We now inhabit a country in which a single party, the Democrats, wield something approaching cultural and political hegemony, which, aside from academia, traditional and digital media and Big Entertainment, includes deepening support from the national security apparatus as well as the corporate sector.

As this column by American Consequence’s Shane Devine points out, Wall Street contributed more than $74 million directly to Biden’s campaign. Trump, by contrast, received $18 million, even less than the paltry $20 million he received in 2016.

The massive corporate support for the Democrats evident in the last two election cycles likely portends a major U.S. political realignment. As this column stresses,

Of Wall Street’s total 2020 contributions, not only to campaigns but to all political organizations, including “dark money” groups, 62% went to Democrats and 38% went to Republicans. Comparatively, in 2016, they gave 50% to Republicans and 49% to Democrats. In 2012, they gave 69% to Republicans and 31% to Democrats. The Chamber of Commerce, which has long been the top-spending lobbying client, endorsed 30 Democratic House candidates in the 2020 election.

In the face of these sweeping changes, the Republican Party increasingly is signaling its aspiration to function as a worker-nationalist party, appealing not only to aggrieved, increasingly economically marginalized white heartland voters but also the growing cultural demographic of Hispanic blue-collar workers.

Yet, one is led to wonder how far such an increasingly marginalized party will get in the future, especially one now so isolated from main sources of cultural power as well as the political power that actually counts in this post-constitutional landscape: adequate levels of support within the federal bureaucratic sector.

Meanwhile, the Democrats, the ascendant party, confident in their increasing cultural clout, will undoubtedly follow through with their plans for a transformation of the federal judiciary. Among other things, this will pave the way for Democratic aspirations for through-going electoral “reform,” ultimately enabling them to erode Republican dominance in the red heartland.

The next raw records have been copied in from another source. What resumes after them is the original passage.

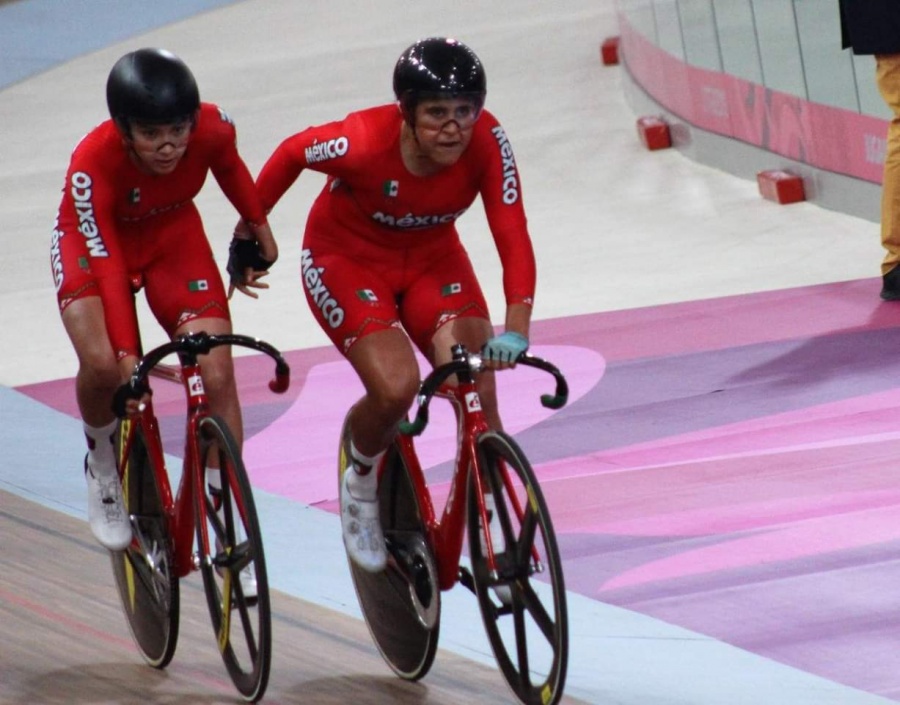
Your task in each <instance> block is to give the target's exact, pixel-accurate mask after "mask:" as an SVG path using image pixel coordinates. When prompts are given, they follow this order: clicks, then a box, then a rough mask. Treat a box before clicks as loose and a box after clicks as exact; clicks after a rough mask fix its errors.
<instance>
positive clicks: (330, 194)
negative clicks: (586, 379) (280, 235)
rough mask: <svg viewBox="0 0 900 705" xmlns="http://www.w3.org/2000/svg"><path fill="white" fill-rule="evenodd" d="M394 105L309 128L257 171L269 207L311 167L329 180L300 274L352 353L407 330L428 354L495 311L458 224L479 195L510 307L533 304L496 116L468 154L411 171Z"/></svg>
mask: <svg viewBox="0 0 900 705" xmlns="http://www.w3.org/2000/svg"><path fill="white" fill-rule="evenodd" d="M401 125H402V116H401V114H400V111H399V109H398V108H397V106H396V105H393V104H391V105H385V106H381V107H376V108H371V109H368V110H363V111H360V112H356V113H351V114H350V115H349V116H347V117H346V118H345V119H344V120H342V121H338V122H333V123H329V124H326V125H321V126H318V127H311V128H309V129H307V130H304V131H303V132H300V133H298V134H296V135H293V136H292V137H289V138H288V139H286V140H284V142H282V143H281V145H279V147H278V148H277V149H276V150H275V152H274V153H273V154H272V156H271V157H270V158H269V160H268V162H267V163H266V165H265V166H264V167H263V169H262V171H261V172H260V175H259V177H258V178H257V188H258V190H259V193H260V197H261V198H262V201H263V205H264V206H265V208H266V210H267V211H268V210H270V209H271V208H272V207H273V206H274V205H275V204H276V203H277V202H278V200H279V199H280V198H281V197H282V195H283V194H284V193H285V191H287V189H288V188H289V187H290V186H291V184H293V182H294V181H295V180H296V179H297V177H298V176H299V174H300V172H301V171H302V170H303V169H312V170H314V171H319V172H322V173H324V174H327V175H328V177H329V178H328V181H327V183H326V185H325V188H324V189H323V190H322V192H321V193H320V194H319V196H318V198H317V199H316V201H315V203H314V205H313V207H312V210H311V212H310V214H309V218H308V220H307V226H306V233H305V236H304V242H303V247H304V251H303V263H302V270H303V271H302V280H303V284H304V289H305V291H306V296H307V300H308V301H309V304H310V307H311V309H312V311H313V313H314V315H315V316H316V318H317V320H318V321H319V324H320V325H321V326H322V328H323V329H324V330H325V332H326V333H327V334H328V335H329V336H330V337H331V340H332V341H333V342H334V344H335V345H336V346H337V347H338V348H339V349H341V350H343V351H344V352H345V353H346V351H347V350H348V349H349V348H350V346H351V345H352V344H353V343H354V342H355V341H356V340H358V339H359V337H361V336H363V335H366V334H368V333H372V332H375V331H377V330H383V329H384V328H386V327H391V326H397V325H398V324H402V326H403V327H404V328H405V329H406V330H407V332H408V333H409V334H410V336H411V337H412V339H413V340H414V341H415V343H416V344H417V345H418V346H419V348H420V349H422V350H423V351H424V350H426V349H427V345H428V343H429V341H430V340H431V337H432V335H433V333H434V331H435V330H436V329H437V328H438V327H439V326H440V325H442V324H443V323H445V322H447V321H448V320H451V319H453V318H455V317H458V316H466V315H471V316H481V317H485V318H488V317H489V316H488V312H487V305H486V304H485V301H484V296H483V295H482V293H481V289H480V287H479V285H478V282H477V280H476V278H475V274H474V272H473V270H472V266H471V264H470V263H469V259H468V256H467V255H466V252H465V250H464V249H463V247H462V245H461V243H460V239H459V234H458V232H457V230H456V224H455V222H456V219H457V218H458V217H459V216H461V215H462V214H463V213H464V212H465V211H466V210H467V209H468V208H469V207H470V206H471V205H472V203H473V202H474V200H475V198H476V197H477V196H479V195H480V196H481V200H482V202H483V204H484V208H485V212H486V214H487V219H488V223H489V225H490V229H491V233H492V235H493V238H494V241H495V243H496V246H497V250H498V252H499V254H500V260H501V264H502V265H503V285H504V291H505V295H506V301H507V304H511V303H527V304H529V305H530V304H531V302H532V299H533V297H534V288H535V262H534V252H533V250H532V246H531V240H530V238H529V235H528V228H527V223H526V218H525V211H524V208H523V206H522V189H521V182H520V179H519V173H518V170H517V168H516V164H515V159H514V157H513V153H512V148H511V147H510V144H509V142H508V140H507V138H506V134H505V133H504V131H503V129H502V128H501V127H500V125H499V123H498V122H497V120H496V118H495V117H494V116H493V115H491V114H490V113H489V112H488V111H483V113H482V115H481V117H480V118H479V119H478V121H477V122H476V123H475V125H474V127H473V129H472V140H471V143H470V144H469V146H468V148H467V149H466V151H465V152H464V153H463V155H462V156H461V157H460V159H459V161H458V162H456V163H455V164H454V165H453V166H451V167H448V168H446V169H444V170H442V171H440V172H439V173H437V174H434V175H431V176H426V177H420V176H415V175H413V174H411V173H410V172H409V171H408V170H407V169H406V167H405V166H404V164H403V161H402V158H401V153H400V128H401Z"/></svg>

In time, the Democrats will be emboldened to leverage their immense political and cultural clout to undertake a thorough-going cultural transformation to their liking – something that they already feel confident boasting about. Securing statehood for Puerto Rico and D.C., they will virtually assure their control of the Senate for generations.

Small wonder why the Democrats are increasingly behaving like a vanguard party, not all that different from the ones in Soviet-dominated Eastern Europe that functioned as cultural and political monoliths but that also kept tame opposition around for domestic and international consumption.